I spent several days out just walking around the city, marvelling at the
architecture and being amazed at the craftsmanship in the castles and
cathedrals. Incredible.

On the 10th, after spending a day travelling all over Prague trying to get
the appropriate licenses for flyfishing (FOUR offices, three separate
permits, $100 for one week! Aargh!), I caught a train south to Cesky
Krumlov, just north of the border with Austria, with a slight layover in
Cesky Budejovice, home of the "real" Budeweiser. I will vouch for the fact
that it blows away the cheap American swill that stole its name. The rain
continued, unabated.

Cesky Krumlov lies along a series of sharp bends in the Vltava River, and
has some incredible castles remaining. Much of the town is geared around
shops for the hordes of Austrian and German tourists, but there are lots of
cheap places to stay, and some fantastic resturaunts in town. I spent most
of my time there in a hostel, which charged about $7 a night, was clean,
spacious, and provided a fine breakfast spread.

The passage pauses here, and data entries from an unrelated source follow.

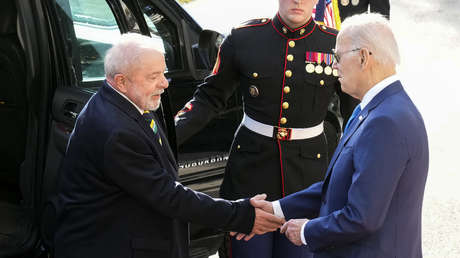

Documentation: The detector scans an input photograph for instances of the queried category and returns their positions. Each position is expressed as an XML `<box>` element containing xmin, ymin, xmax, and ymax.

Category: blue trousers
<box><xmin>231</xmin><ymin>231</ymin><xmax>313</xmax><ymax>258</ymax></box>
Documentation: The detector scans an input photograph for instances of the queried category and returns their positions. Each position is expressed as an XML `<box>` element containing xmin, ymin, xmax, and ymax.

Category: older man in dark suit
<box><xmin>55</xmin><ymin>34</ymin><xmax>282</xmax><ymax>258</ymax></box>
<box><xmin>246</xmin><ymin>14</ymin><xmax>428</xmax><ymax>258</ymax></box>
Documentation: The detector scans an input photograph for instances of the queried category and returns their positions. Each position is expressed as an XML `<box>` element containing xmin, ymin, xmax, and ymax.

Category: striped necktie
<box><xmin>343</xmin><ymin>104</ymin><xmax>361</xmax><ymax>134</ymax></box>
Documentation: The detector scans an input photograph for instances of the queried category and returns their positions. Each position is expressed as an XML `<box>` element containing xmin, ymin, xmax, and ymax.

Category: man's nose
<box><xmin>161</xmin><ymin>76</ymin><xmax>171</xmax><ymax>89</ymax></box>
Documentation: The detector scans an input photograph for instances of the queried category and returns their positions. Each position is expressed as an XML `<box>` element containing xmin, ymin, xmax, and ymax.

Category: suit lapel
<box><xmin>154</xmin><ymin>113</ymin><xmax>178</xmax><ymax>170</ymax></box>
<box><xmin>323</xmin><ymin>80</ymin><xmax>402</xmax><ymax>188</ymax></box>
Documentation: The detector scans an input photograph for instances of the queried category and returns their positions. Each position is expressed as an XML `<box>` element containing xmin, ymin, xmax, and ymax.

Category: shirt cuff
<box><xmin>272</xmin><ymin>201</ymin><xmax>284</xmax><ymax>219</ymax></box>
<box><xmin>300</xmin><ymin>220</ymin><xmax>308</xmax><ymax>245</ymax></box>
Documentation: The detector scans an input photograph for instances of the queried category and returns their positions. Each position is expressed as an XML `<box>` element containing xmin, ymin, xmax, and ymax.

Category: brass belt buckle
<box><xmin>273</xmin><ymin>126</ymin><xmax>292</xmax><ymax>141</ymax></box>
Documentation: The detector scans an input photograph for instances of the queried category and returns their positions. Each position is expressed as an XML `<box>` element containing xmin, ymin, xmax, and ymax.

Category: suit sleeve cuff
<box><xmin>300</xmin><ymin>220</ymin><xmax>308</xmax><ymax>245</ymax></box>
<box><xmin>272</xmin><ymin>201</ymin><xmax>284</xmax><ymax>219</ymax></box>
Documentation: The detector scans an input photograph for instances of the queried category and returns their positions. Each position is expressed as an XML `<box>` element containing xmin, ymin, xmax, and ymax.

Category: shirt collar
<box><xmin>105</xmin><ymin>80</ymin><xmax>144</xmax><ymax>115</ymax></box>
<box><xmin>359</xmin><ymin>74</ymin><xmax>399</xmax><ymax>110</ymax></box>
<box><xmin>272</xmin><ymin>13</ymin><xmax>316</xmax><ymax>40</ymax></box>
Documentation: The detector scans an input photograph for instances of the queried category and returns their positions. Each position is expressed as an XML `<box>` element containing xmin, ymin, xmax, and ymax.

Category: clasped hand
<box><xmin>230</xmin><ymin>194</ymin><xmax>308</xmax><ymax>246</ymax></box>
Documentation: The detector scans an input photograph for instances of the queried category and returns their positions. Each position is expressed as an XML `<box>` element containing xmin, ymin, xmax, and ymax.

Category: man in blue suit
<box><xmin>246</xmin><ymin>14</ymin><xmax>428</xmax><ymax>258</ymax></box>
<box><xmin>55</xmin><ymin>34</ymin><xmax>283</xmax><ymax>258</ymax></box>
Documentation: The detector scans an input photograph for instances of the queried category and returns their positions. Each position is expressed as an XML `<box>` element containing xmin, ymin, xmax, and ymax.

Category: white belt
<box><xmin>241</xmin><ymin>113</ymin><xmax>324</xmax><ymax>140</ymax></box>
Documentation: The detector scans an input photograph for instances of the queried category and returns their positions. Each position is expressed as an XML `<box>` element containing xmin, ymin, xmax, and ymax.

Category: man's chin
<box><xmin>148</xmin><ymin>101</ymin><xmax>161</xmax><ymax>111</ymax></box>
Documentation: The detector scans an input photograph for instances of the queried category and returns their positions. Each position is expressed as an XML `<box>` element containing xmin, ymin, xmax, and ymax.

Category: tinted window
<box><xmin>139</xmin><ymin>0</ymin><xmax>183</xmax><ymax>71</ymax></box>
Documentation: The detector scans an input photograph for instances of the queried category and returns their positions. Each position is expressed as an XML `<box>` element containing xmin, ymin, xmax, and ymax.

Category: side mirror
<box><xmin>198</xmin><ymin>30</ymin><xmax>224</xmax><ymax>70</ymax></box>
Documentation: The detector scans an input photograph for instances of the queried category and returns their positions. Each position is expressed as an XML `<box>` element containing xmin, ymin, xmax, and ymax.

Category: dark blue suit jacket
<box><xmin>280</xmin><ymin>81</ymin><xmax>428</xmax><ymax>258</ymax></box>
<box><xmin>55</xmin><ymin>85</ymin><xmax>255</xmax><ymax>258</ymax></box>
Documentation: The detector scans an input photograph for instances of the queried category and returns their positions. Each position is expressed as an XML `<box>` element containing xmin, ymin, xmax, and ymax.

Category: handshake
<box><xmin>234</xmin><ymin>194</ymin><xmax>308</xmax><ymax>246</ymax></box>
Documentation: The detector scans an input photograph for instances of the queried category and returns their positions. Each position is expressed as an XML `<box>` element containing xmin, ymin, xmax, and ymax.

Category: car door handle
<box><xmin>62</xmin><ymin>101</ymin><xmax>79</xmax><ymax>119</ymax></box>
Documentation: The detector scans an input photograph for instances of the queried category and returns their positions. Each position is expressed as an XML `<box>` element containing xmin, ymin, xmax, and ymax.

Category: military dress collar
<box><xmin>272</xmin><ymin>13</ymin><xmax>316</xmax><ymax>39</ymax></box>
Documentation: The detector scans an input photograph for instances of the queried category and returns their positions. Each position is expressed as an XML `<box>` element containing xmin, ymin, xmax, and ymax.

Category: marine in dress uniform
<box><xmin>337</xmin><ymin>0</ymin><xmax>390</xmax><ymax>21</ymax></box>
<box><xmin>176</xmin><ymin>14</ymin><xmax>357</xmax><ymax>257</ymax></box>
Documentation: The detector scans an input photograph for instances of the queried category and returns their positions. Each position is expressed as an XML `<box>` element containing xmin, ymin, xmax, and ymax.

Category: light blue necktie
<box><xmin>343</xmin><ymin>104</ymin><xmax>361</xmax><ymax>134</ymax></box>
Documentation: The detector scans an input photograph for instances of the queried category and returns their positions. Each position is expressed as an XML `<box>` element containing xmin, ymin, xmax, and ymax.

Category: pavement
<box><xmin>179</xmin><ymin>0</ymin><xmax>460</xmax><ymax>258</ymax></box>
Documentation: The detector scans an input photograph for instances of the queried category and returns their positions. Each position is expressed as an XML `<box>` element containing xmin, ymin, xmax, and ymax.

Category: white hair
<box><xmin>104</xmin><ymin>33</ymin><xmax>158</xmax><ymax>79</ymax></box>
<box><xmin>338</xmin><ymin>13</ymin><xmax>400</xmax><ymax>66</ymax></box>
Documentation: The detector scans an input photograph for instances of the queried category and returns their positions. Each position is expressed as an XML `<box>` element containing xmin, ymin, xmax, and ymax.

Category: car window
<box><xmin>139</xmin><ymin>0</ymin><xmax>183</xmax><ymax>71</ymax></box>
<box><xmin>69</xmin><ymin>0</ymin><xmax>121</xmax><ymax>83</ymax></box>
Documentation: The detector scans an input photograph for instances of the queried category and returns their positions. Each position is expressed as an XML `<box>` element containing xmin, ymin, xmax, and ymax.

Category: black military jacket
<box><xmin>176</xmin><ymin>15</ymin><xmax>356</xmax><ymax>142</ymax></box>
<box><xmin>339</xmin><ymin>0</ymin><xmax>390</xmax><ymax>21</ymax></box>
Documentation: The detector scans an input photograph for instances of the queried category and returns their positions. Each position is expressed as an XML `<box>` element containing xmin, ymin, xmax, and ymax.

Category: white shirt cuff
<box><xmin>300</xmin><ymin>220</ymin><xmax>308</xmax><ymax>245</ymax></box>
<box><xmin>272</xmin><ymin>201</ymin><xmax>284</xmax><ymax>219</ymax></box>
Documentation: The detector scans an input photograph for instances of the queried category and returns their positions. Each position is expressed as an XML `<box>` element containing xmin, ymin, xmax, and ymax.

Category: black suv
<box><xmin>0</xmin><ymin>0</ymin><xmax>340</xmax><ymax>257</ymax></box>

The river here is beautiful, with long riffles interspersed with slow deep
pools. There were many anglers in this stretch, but the only things I saw
caught were a small pikeperch (Zander lucioperca) and some unidentified
cyprinids (they guy was on the other side of the river). I was really
wishing I'd brought a seine at this point, because it was perfect habitat
for lost of the small percids endemic to eastern Europe...

The afternoon of my first full day, I stopped in at an internet cafe to
check in with my family, and got an email from my sister which mentioned the
WTC attack. I spent much of the night huddled arount a tv watching CNN with
a group of Brits, Germans, and another American, trying to undertstand how
this could have happened. Also, sometime late during the evening, I drank a
glass of tap water... with consequences later...

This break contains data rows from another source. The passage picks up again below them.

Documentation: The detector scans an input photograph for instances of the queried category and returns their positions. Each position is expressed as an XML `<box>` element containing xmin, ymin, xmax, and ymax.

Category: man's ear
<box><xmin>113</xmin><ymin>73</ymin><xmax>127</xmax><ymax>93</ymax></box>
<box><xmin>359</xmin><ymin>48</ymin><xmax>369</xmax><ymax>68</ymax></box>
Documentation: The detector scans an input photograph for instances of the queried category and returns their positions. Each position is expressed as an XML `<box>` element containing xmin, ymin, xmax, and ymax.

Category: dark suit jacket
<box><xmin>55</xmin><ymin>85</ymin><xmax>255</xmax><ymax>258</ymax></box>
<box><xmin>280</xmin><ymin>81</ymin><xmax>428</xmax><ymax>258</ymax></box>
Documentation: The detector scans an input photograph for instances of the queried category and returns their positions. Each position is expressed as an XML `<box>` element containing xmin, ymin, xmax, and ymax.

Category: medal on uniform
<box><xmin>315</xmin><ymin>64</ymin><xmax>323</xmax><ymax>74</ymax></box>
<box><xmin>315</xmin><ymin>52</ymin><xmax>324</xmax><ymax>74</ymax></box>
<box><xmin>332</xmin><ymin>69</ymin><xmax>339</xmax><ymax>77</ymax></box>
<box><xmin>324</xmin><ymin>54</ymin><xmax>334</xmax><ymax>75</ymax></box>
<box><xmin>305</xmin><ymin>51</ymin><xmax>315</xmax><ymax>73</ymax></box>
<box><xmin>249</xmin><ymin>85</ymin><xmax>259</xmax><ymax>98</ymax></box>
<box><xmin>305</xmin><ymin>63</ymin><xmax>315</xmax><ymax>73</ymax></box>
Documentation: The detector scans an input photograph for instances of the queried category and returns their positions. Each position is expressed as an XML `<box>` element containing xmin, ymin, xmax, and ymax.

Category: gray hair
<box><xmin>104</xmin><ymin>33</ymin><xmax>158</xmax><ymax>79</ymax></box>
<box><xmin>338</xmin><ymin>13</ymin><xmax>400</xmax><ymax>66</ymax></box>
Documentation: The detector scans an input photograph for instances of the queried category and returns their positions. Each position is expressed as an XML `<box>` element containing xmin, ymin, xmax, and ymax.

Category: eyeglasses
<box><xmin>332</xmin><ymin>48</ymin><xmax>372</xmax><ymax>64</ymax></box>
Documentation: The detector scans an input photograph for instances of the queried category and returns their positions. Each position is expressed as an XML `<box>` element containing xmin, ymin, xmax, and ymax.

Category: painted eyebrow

The next day I felt horrible, bad abdominal pains and still in disbelief of
the attacks on the WTC and Pentagon. Desperately needing a little solace, I
wandered out to a small tributary of the Vltava nearby, took my socks off,
threaded up my fly rod, and began to wet-wade upstream. The first cast
produced a small grayling (Thymallus thymallus) which immediately lifted my
spirits. The European grayling has a different color pattern on the dorsal
than grayling I've seen before in Montana, more red on the margin, with
dusky membranes. Also more red on the sides of large fish. The next three
hours were incredible, a fish on every cast, mostly grayling up to about
14", but with a few brown trout thrown in, also. Maybe 70 or 80 fish
released. All of them beautiful.

By this point, my feet were completely useless, had long since stopped
feeling them. It was raining heavily, and my core temp was really low. I
headed back to the hostel, took a long, hot shower, and climbed into my
sleeping bag, where I would stay for the next three days. The GI problems
got REALLY bad a couple hours later, and would continue for the next several
days. The fever was horrendous. I lost about 10 lbs- woudn't have noticed,
but on the walk back to the train station I couldn't keep my pants up. So
much for the planned trip to Sumava National Park, and any backpacking...

On the 14th, I decided to try and get back to the Prague airport to check on
flights. Of course, they were still closed. I spent two more days in Prague,
feeling lousy, but slowly recovering. The lines at the airport were
incredible, and the customer support people were less than helpful.

I finally got a flight into Amsterdam on the 16th, stayed overnight in the
singularly worst hotel I've ever had the displeasure of staying in, and flew
into JFK on the 17th. Once in the States, the airline folks were great, and
got me on a flight to Birmingham via Charlotte without any additional
problems. On the takeoff out of NYC, the spaces where the WTC used to be
were all too evident- rather a surreal sight.

I would highly recommend both Prague and the CR for anyone planning a trip
to Europe... but be careful of the water outside of Prague. Don't believe
anything you read about English being in common use there, learn about 75 or
100 Czech words, and you'll be fine. If you speak German, even better.